The amount covers the meal and medicine expenses for an estimated 1,523 patients presently confined in the Drug Rehab Center. "Ayaw na tumanggap ng patients ang Drug Rehab Center dahil wala na sila pang subsidize," Abalos said.

When the center was officially opened last November 1999, the LGUs of Metro Manila were required to shell out P17 for each of the patients.

However, due to the increase in the cost of medicine and food, the Metro Manila Council decided to raise the share of the LGUs to P70 per patient.

According to Makati City Administrator Nicanor Santiago, the remittance to the Rehab Center was not programmed in the city’s budget.

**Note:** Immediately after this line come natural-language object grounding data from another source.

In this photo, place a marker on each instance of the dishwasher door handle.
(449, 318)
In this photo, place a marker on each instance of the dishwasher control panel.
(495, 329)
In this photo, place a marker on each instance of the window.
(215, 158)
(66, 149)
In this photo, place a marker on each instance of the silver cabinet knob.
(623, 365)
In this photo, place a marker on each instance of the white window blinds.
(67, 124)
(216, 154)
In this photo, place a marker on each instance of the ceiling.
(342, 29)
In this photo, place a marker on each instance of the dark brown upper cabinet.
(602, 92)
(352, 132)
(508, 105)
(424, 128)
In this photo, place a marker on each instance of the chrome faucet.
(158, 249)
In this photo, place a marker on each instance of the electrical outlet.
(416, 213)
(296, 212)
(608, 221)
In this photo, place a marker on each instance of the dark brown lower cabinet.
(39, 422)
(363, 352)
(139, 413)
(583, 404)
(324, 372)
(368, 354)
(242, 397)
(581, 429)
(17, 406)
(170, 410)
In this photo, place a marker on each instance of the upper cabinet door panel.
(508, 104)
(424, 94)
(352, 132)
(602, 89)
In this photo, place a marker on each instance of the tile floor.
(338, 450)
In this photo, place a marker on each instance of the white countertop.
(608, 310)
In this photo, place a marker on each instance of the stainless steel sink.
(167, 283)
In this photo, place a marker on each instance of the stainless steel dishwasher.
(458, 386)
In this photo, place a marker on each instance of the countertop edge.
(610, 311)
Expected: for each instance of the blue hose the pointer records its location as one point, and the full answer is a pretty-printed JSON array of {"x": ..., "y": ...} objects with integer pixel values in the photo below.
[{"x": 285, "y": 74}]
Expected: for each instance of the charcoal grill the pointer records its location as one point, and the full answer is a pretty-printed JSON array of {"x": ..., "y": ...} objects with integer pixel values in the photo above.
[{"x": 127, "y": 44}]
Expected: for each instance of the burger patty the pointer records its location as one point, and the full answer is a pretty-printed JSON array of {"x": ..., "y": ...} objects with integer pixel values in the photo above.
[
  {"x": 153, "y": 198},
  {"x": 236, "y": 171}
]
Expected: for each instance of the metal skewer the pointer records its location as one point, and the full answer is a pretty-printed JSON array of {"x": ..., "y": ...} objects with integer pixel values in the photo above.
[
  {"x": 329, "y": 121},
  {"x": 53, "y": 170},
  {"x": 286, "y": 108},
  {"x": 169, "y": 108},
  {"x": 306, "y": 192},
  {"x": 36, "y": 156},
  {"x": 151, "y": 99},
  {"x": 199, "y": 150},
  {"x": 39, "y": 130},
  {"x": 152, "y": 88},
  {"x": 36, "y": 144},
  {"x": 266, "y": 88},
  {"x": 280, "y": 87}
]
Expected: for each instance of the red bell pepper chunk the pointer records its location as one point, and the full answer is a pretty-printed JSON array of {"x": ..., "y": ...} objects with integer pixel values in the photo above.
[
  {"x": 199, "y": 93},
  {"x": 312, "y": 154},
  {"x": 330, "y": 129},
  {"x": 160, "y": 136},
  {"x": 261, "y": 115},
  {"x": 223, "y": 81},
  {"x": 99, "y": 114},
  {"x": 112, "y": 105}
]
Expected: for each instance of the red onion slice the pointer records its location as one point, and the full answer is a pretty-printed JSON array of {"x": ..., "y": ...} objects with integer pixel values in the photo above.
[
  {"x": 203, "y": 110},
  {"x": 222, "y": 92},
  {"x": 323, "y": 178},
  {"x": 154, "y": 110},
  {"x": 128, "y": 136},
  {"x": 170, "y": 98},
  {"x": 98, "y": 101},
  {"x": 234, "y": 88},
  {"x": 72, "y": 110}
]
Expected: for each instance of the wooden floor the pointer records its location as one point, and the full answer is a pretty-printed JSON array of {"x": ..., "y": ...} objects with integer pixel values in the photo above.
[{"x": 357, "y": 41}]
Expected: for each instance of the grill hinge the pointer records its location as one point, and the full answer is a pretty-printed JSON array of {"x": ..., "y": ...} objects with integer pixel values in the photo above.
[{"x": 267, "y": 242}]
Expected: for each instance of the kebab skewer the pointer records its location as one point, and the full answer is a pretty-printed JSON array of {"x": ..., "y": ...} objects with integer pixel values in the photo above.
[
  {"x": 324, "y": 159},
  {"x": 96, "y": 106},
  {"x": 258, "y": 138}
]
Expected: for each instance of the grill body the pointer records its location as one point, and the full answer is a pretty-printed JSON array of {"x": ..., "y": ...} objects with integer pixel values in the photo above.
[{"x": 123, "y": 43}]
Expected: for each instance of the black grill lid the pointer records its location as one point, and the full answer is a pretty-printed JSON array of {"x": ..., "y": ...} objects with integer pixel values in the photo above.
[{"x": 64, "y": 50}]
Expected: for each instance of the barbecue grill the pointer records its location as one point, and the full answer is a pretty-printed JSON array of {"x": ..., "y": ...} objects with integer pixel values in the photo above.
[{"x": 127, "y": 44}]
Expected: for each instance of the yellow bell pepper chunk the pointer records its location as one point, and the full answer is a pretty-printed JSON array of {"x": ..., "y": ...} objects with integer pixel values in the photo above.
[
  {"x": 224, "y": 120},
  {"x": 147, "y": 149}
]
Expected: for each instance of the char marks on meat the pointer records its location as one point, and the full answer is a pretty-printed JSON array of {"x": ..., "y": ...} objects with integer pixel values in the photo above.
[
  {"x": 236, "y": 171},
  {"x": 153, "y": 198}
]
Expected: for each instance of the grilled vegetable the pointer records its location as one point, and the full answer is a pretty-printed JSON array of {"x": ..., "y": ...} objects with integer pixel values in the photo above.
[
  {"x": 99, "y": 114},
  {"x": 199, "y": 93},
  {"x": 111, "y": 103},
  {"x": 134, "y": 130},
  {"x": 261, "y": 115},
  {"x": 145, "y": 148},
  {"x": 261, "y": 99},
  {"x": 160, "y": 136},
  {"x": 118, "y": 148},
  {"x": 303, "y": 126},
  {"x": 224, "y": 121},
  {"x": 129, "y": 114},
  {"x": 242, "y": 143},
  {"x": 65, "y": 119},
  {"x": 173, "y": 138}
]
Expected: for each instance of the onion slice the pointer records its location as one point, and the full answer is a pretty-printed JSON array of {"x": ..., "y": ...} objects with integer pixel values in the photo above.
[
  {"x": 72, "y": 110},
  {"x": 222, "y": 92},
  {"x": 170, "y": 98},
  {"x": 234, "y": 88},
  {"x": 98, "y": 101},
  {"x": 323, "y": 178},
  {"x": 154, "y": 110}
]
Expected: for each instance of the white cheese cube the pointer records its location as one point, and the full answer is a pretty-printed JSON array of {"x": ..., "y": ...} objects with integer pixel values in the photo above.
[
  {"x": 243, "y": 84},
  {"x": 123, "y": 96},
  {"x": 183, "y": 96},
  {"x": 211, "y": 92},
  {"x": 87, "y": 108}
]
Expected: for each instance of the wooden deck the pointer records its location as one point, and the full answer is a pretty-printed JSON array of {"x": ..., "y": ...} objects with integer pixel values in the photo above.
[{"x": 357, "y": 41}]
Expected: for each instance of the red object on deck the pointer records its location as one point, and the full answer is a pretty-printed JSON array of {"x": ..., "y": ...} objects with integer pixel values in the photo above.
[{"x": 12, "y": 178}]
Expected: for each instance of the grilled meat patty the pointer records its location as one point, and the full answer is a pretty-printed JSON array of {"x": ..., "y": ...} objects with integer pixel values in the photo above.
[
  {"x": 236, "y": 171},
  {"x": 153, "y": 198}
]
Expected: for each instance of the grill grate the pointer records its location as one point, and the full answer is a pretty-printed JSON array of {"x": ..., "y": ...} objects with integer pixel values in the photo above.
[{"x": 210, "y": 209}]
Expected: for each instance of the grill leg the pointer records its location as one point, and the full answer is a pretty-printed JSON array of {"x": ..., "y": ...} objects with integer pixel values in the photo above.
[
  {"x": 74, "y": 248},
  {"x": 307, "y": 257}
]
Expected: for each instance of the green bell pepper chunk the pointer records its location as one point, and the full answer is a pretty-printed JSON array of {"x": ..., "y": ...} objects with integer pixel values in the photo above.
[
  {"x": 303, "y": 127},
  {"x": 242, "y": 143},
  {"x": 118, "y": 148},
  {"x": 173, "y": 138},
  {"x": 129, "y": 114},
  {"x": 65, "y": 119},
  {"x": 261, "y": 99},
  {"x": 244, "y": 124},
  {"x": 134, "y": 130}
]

Makati was fifth among the 17 LGUs in terms of the number of patients brought to the Rehab Center with 115 as of end-June.

Manila was first with 344, followed by Quezon City, 204; Caloocan City, 148; and Pasay City 132.

Based on the data of the MMC, Manila owes that Rehab Center a total of P2,166,780 for the period.

The share of the LGUs is dependent on the place of origin of the patients brought to the center.

Under the agreement, Taguig, Pateros and Navotas are exempted from the monthly remittance because of their status as municipalities.

The expenses for the three municipalities’ patients are taken from their city counterparts.

In the case of the total amount to be remitted to the Rehab Center, the MMDA is tasked to advance the payment on behalf of the LGUs.

However, because of the lack of funds of the MMDA, Abalos stressed that the LGUs should immediately remit their obligations.